著者: Yusuke Okazaki, Yuki Susa, Ryota Usui, Yutaka Arakawa, Satoru Okamoto, Naoaki Yamanaka
要旨: New scalable display system in a ubiquitous Grid networking (uGrid) called scale-free display system is proposed. Tiled display system which can visualize large high-resolution images has been becoming famous. However, the more display size grow large, the more hard to establish the system. Also,a study of widely distributed computing or uGrid has been growing. In this paper, we propose scale-free display system under distributed computing network and optical broad band network. In proposed system, computing resources are widely distributed in the network, so distances from each computing resource to the tiled display are different. Thus, to synchronize all frames of image, computing resources which have almost same delay to the tiled display have to be selected in case that the system starts. For this reason, we consider the method to select the computing resources. Also we examine the characteristic of delay in power-law network under the assumption that the proposed system will be applied to power-law network.

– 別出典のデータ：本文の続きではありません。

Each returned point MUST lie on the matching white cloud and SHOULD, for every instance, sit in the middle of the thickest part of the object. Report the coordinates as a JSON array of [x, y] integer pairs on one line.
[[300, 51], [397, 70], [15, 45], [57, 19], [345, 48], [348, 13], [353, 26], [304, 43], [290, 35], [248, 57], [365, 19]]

タイトル: “Traffic Engineering based on Experimentation in On-chip Virtual Network on Dynamically Reconfigurable Processor”
著者: Shan Gao, Taku Kihara, Sho Shimizu, Yutaka Arakawa, Naoaki Yamanaka, Kosuke Shiba
要旨: In recent years, traffic engineering has widely researched to guarantee QoS. It is important that not only link cost, but also several metrics should be considered in next generation traffic engineering. A high-speed traffic engineering method is required, because the complexity increases when more than one metric is considered. In this paper, different from conventional mathematical approach, we describe an experimental traffic engineering method using on-chip virtual network implemented on reconfigurable processor. Links and nodes in virtual network are constructed by several PEs (processor elements) in DAPDNA-2. We obtain the realistic traffic fluctuation through the behavior of packets that is in the on-chip virtual network. In this paper, as first trial to achieve our goal, we implemented virtual network construction method and confirmed basic path calculation algorithm on the constructed virtual network.